Смотрю на старые фотографии 50‑х… Какие платья носили тогда молодые девушки! Сложных, замысловатых фасонов, с подрезами и вытачками, схваченные в талии широкими лаковыми поясами… После войны жили люди бедно, но женщины и тогда умудрялись красиво одеваться. Полузабытые сегодня названия тканей "крепдешин", "креп-жоржет", "вольт", "маркизет", "креп-сатин" понятны теперь только специалистам. При одном лишь звучании этих слов уже слышится волнующее шуршанье пышных летящих юбок, трепет кружевных воротничков и газового шарфика на женских плечах. Парни, что побогаче, носили бостоновые костюмы и (самый шик!) лаковые ботинки. Именно такой костюм и ботинки носил мой отец. А у мамы осталось в памяти ее любимое платье из креп-граната…
Дед всегда тянулся к молодежи, благо ее в оркестре было много, в основном молодые парни, и он сам вместе с ними всегда оставался молод душой.
Летний праздник День железнодорожника собирал всех в Винновской роще в первое воскресенье августа. Сюда стекались семьями, многие брали с собой коврики, корзинки со съестными припасами, рассаживались уютным кружком на лужайках и под деревьями. Дед неизменно выступал с оркестром каждый такой праздник.
…Мама рассказывала, что в их голодное военное детство дедушка Миша работал в тылу, в паровозном депо. У него была "бронь", он ремонтировал паровозы, уходящие на фронт. Сутками, грязный, голодный, худой, он лежал под вагонами, возвращая "железному коню" силы и жизнь. Свой паек дед часто не съедал, украдкой приносил домой двум своим малолетним дочкам — маме и ее родной сестре Тамаре. Часто в их дом приходил рассыльный, случалось и по ночам, и деда вызывали с бригадой на линию фронта, где обстреляли состав, и его нужно было срочно ремонтировать. Деда не бывало дома несколько суток… Передовик производства, он выполнял норму на 150 процентов, и многочисленные грамоты и благодарности тому свидетельство. Иногда его премировали отрезом на пальто или деньгами. В конце войны дед подрабатывал на хлебозаводе. Было очень голодное время, и чтобы спасти свою семью от голода, дед работал круглосуточно: днем — в депо, ночью — на хлебозаводе.

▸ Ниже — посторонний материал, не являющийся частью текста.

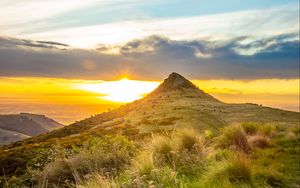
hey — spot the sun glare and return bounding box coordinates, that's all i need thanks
[76,78,160,103]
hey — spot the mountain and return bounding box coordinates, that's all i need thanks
[0,113,63,145]
[0,73,299,180]
[5,72,296,144]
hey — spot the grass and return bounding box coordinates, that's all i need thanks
[76,174,117,188]
[1,123,299,188]
[248,134,270,149]
[152,135,175,166]
[241,122,277,137]
[176,128,204,152]
[226,154,252,183]
[216,124,249,153]
[132,152,155,176]
[36,136,137,187]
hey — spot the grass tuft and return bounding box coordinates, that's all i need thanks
[241,122,258,135]
[152,136,174,166]
[216,124,250,153]
[177,128,204,152]
[226,154,252,183]
[132,152,155,176]
[76,173,117,188]
[248,134,270,149]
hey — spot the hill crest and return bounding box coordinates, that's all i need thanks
[147,72,219,102]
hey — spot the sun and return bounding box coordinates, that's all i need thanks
[75,78,159,103]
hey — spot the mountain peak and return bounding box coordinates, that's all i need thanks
[146,72,220,102]
[151,72,197,94]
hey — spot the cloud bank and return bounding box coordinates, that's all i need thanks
[0,34,298,80]
[1,3,298,48]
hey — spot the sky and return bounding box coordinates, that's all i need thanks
[0,0,299,123]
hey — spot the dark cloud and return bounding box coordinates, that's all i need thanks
[0,34,299,80]
[0,37,69,49]
[36,40,69,47]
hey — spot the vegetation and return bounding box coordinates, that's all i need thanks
[0,121,299,188]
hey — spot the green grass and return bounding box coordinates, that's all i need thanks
[1,123,299,188]
[216,124,250,153]
[35,136,137,187]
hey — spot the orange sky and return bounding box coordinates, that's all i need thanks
[0,77,299,124]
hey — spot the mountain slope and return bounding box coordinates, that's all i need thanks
[21,72,299,141]
[0,113,63,145]
[0,128,29,145]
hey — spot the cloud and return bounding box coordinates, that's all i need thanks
[0,37,69,49]
[0,0,100,32]
[7,4,298,48]
[0,34,299,80]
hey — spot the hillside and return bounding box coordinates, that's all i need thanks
[0,113,63,145]
[24,72,298,141]
[0,73,299,187]
[0,128,29,145]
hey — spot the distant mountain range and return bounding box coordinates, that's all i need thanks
[0,113,63,145]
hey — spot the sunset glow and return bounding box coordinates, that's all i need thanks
[75,78,159,102]
[0,77,299,124]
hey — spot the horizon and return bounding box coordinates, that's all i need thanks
[0,73,299,124]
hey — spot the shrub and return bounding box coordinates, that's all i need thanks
[216,125,250,153]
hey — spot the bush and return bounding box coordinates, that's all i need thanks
[216,124,249,153]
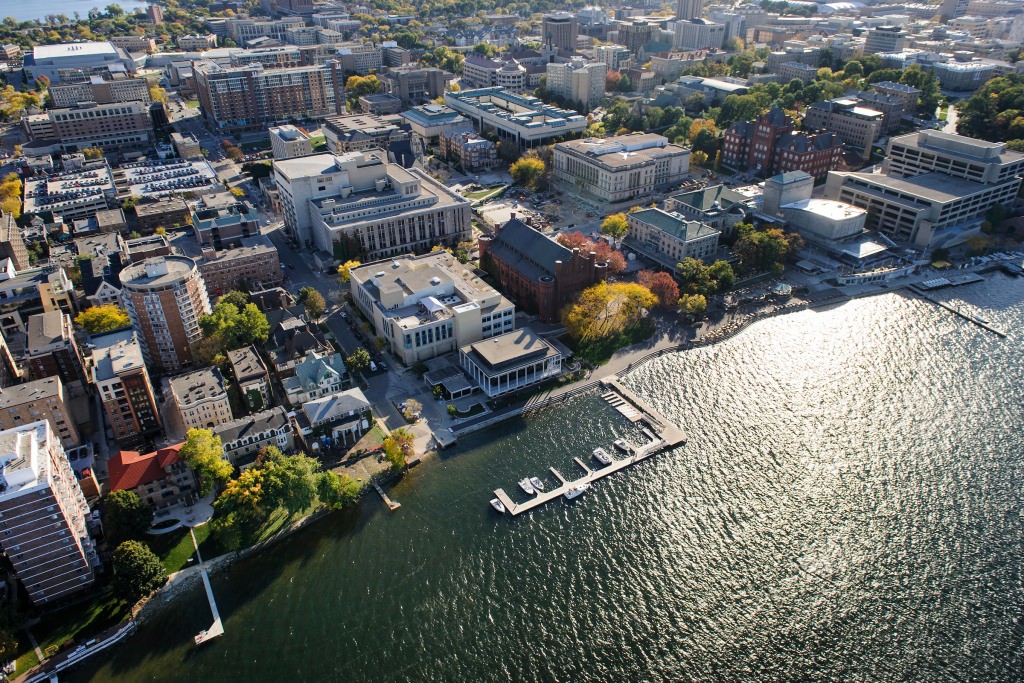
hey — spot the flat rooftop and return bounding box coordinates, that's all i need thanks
[91,330,144,382]
[463,328,558,371]
[169,367,226,406]
[840,171,999,203]
[782,198,867,220]
[34,42,118,61]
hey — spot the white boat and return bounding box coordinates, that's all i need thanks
[490,498,505,513]
[530,477,545,491]
[613,439,632,453]
[564,483,590,500]
[592,447,612,465]
[518,478,536,495]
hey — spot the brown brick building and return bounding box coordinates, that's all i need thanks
[108,443,195,511]
[118,256,212,375]
[479,218,606,323]
[723,106,844,180]
[90,330,161,448]
[25,311,85,389]
[196,235,283,299]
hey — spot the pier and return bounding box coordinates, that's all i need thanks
[372,481,401,511]
[492,375,686,517]
[192,528,224,646]
[913,290,1007,338]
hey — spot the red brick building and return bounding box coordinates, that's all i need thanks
[108,444,196,511]
[478,218,607,323]
[722,106,845,180]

Каким я его помню? Нетребовательным в еде, в одежде, неприхотливым в быту. Я никогда не видела его огорченным, он всегда пребывал в хорошем расположении духа. Носить аккуратно одежду он не умел, помню его помятые брюки с оттопыренными карманами, в которых лежали папиросы, гайки и мундштук. На пиджаке черного цвета сияли металлические пуговицы железнодорожника. Одежда сидела на нем мешковато. Был он невысокого росточка, худощавый, узколицый. На голове — шляпа. Этакий симбирский Чарли Чаплин, только тросточки не хватало. Бабушка сердилась: "Ты же артист! А посмотри, какие у тебя брюки… И руки вечно в карманах. Оторвутся кармашишки-то! И ботинки нечищеные. Вон, посмотри на Владим Фёдырча, какой он аккуратный, и ботинки у него, как зеркало…".
"Владим Фёдырч" — это сосед по коммунальной квартире. В юности, работая на лесоповале, он повредил позвоночник, отчего ходил под углом 90 градусов, но всегда был чисто выбрит и одет очень опрятно. Причину его физического недуга мы тогда с братом не знали, мы думали, что так в жизни бывает, — есть люди обычные, а есть особенные, "горбатенькие".

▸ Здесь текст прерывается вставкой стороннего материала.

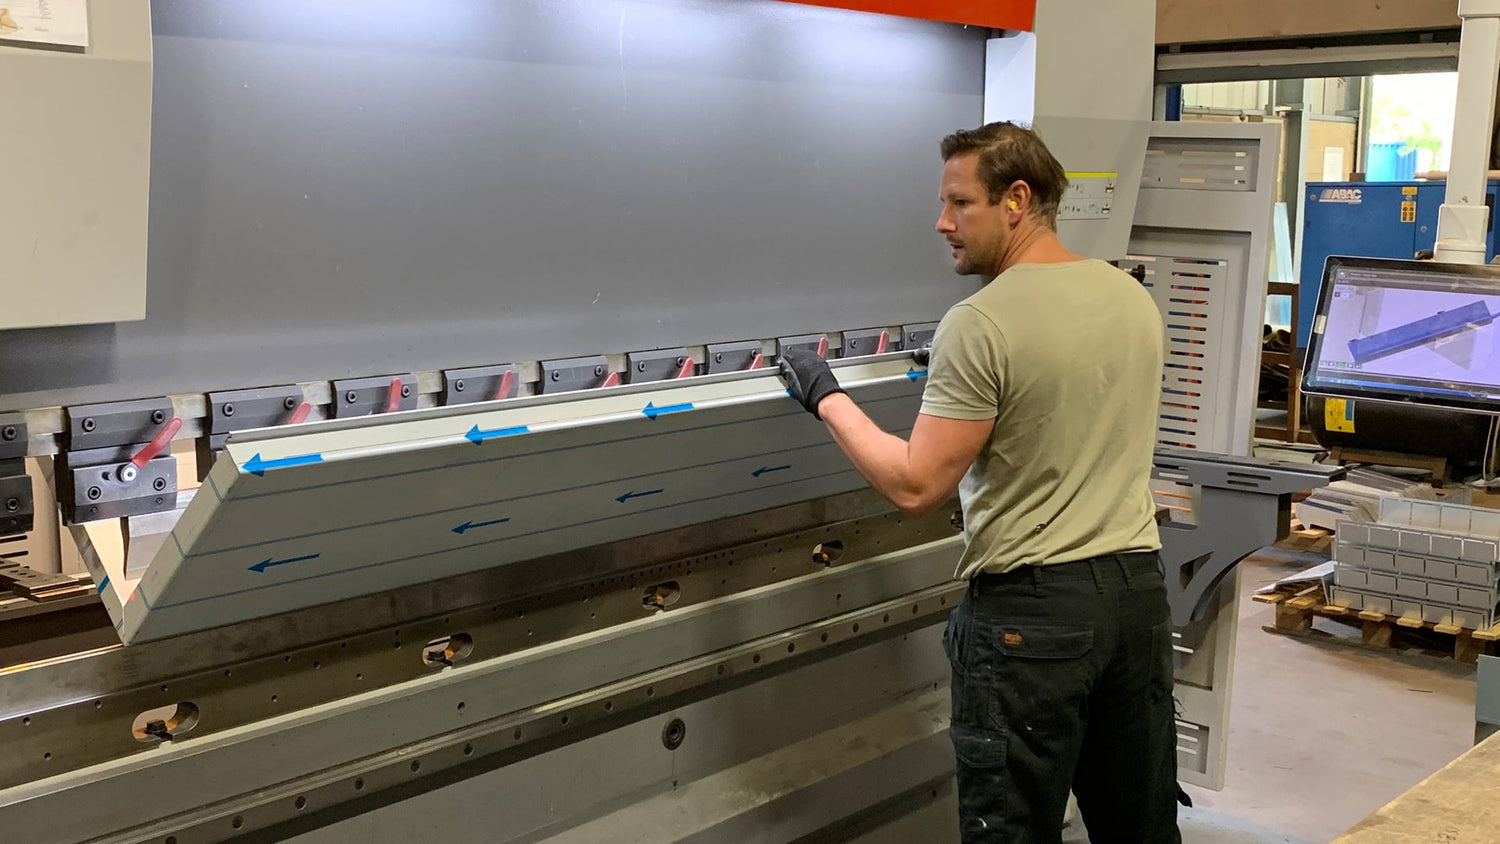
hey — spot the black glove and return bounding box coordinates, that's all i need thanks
[778,348,845,419]
[911,343,933,367]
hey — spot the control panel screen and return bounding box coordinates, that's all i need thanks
[1303,256,1500,413]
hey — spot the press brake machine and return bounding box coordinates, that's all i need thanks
[0,1,1339,842]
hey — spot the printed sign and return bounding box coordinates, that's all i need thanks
[1317,188,1364,205]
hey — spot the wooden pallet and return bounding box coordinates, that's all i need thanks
[1276,520,1333,554]
[1255,588,1500,663]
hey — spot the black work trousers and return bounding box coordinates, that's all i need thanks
[942,552,1181,844]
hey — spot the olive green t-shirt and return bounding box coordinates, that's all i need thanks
[920,259,1163,579]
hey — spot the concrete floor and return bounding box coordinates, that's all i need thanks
[1170,551,1477,842]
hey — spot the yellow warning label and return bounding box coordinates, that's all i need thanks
[1402,186,1419,196]
[1400,200,1417,223]
[1325,398,1356,433]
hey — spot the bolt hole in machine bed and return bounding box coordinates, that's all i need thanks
[0,1,1337,841]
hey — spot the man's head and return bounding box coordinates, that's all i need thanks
[936,122,1068,277]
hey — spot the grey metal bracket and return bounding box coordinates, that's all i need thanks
[204,386,307,445]
[777,333,839,358]
[59,455,177,526]
[0,414,25,462]
[540,355,613,394]
[1154,449,1345,626]
[0,467,33,537]
[901,323,938,353]
[59,398,181,525]
[626,348,693,384]
[842,328,900,357]
[0,416,31,537]
[331,374,418,419]
[704,341,762,374]
[197,386,308,482]
[64,398,175,457]
[442,365,522,406]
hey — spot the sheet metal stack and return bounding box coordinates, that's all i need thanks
[1294,468,1439,531]
[1331,499,1500,629]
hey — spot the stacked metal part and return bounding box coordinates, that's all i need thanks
[1331,499,1500,629]
[1293,468,1440,531]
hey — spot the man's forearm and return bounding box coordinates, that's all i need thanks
[816,393,930,515]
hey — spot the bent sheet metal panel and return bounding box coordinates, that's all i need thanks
[105,356,928,643]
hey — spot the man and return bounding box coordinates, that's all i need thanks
[778,122,1178,843]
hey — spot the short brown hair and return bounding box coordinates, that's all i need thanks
[940,122,1068,226]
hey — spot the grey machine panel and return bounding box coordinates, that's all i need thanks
[1480,654,1500,742]
[1128,121,1291,792]
[0,0,986,412]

По выходным к Владимиру Фёдоровичу приходила племянница, красавица Зина, черноволосая, астматичная, белолицая молодая женщина. Она приносила продукты, газеты, прибирала в комнате. Владимир Фёдорович и сам все умел делать, раз в неделю варил большую кастрюлю щей, при этом что-то бормоча себе под нос. А иногда, подвыпив, он запирался в своей комнате и пел. Правда, пением это назвать было нельзя, скорее какой-то непонятный речитатив, без мелодии и рифмы. Одним словом, что вижу, то и пою.
Так вот, про ботинки "Владим Фёдырча". Когда в очередной раз бабушка указала деду на ботинки соседа, дед философски заметил: "Да куда же ему еще смотреть-то, Леля, как не на ботинки? Неба-то он ведь не видит…". За глаза дед так и называл соседа ласково — "горбатенький".

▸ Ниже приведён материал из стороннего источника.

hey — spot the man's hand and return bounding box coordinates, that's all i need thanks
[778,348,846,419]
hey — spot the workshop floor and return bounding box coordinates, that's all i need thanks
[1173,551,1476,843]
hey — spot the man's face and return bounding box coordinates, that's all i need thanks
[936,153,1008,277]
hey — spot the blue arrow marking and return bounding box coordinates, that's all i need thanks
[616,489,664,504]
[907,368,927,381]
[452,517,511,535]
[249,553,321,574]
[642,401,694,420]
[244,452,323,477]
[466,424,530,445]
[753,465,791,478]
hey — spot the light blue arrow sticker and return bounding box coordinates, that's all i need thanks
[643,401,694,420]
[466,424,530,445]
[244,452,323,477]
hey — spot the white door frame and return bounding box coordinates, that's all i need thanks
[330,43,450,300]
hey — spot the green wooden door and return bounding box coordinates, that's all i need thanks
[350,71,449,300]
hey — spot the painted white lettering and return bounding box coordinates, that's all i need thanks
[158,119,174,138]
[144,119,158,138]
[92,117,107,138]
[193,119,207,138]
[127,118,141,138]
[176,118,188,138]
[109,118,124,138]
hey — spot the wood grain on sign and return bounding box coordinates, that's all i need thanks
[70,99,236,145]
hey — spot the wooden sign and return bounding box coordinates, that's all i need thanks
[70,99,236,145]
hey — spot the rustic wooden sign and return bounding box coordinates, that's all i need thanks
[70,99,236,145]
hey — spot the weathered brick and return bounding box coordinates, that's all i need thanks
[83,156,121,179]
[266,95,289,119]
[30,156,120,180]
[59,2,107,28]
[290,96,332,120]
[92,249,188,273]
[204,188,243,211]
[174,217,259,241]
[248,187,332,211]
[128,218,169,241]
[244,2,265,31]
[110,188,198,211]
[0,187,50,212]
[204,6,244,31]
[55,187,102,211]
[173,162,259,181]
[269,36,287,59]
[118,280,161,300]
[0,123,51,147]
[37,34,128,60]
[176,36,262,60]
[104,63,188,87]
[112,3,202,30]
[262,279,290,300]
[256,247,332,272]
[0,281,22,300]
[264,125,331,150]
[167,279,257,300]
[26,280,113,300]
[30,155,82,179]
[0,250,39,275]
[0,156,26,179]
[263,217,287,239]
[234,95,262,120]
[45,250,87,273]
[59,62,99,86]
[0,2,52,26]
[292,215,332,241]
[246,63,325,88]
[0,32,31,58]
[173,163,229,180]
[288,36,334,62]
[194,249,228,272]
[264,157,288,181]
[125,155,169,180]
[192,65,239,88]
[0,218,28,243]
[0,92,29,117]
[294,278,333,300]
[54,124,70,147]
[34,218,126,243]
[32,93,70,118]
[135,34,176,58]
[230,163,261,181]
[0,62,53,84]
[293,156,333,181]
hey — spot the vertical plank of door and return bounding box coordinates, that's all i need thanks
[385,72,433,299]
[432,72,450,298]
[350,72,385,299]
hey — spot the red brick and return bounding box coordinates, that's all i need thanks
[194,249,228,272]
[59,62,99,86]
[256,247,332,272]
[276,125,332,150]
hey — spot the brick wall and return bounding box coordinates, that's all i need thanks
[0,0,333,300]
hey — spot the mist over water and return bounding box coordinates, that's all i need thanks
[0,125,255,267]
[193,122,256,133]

К деду часто приходили два его закадычных друга, не менее колоритные, чем он сам. Один — маленького роста, плотный матросик, в тельняшке и широких форменных брюках. В лице у него было что-то птичье, походка "вразвалочку". Звали его Вениамин или попросту Венка. Одинокий, ни жены, ни детей не имевший, он приходил в гости к деду по воскресеньям. Приходил как в семью, и его все принимали за своего. Венка имел два прозвища — "пингвин" и "широкие штаны". И то и другое подходило ему идеально. Деда он очень любил, бабушку уважал, соседа Никифоровича сторонился, и когда тот подтрунивал над ним, не на шутку взрывался, обижался и действительно становился похожим на большую нахохлившуюся птицу. Частенько, сидя за маленьким обеденным столиком за ширмочкой, они с дедом вспоминали былое. Венка рассказывал истории из времен своей службы в морфлоте, заканчивая их, как правило, куплетами песни "Прощайте, скалистые горы".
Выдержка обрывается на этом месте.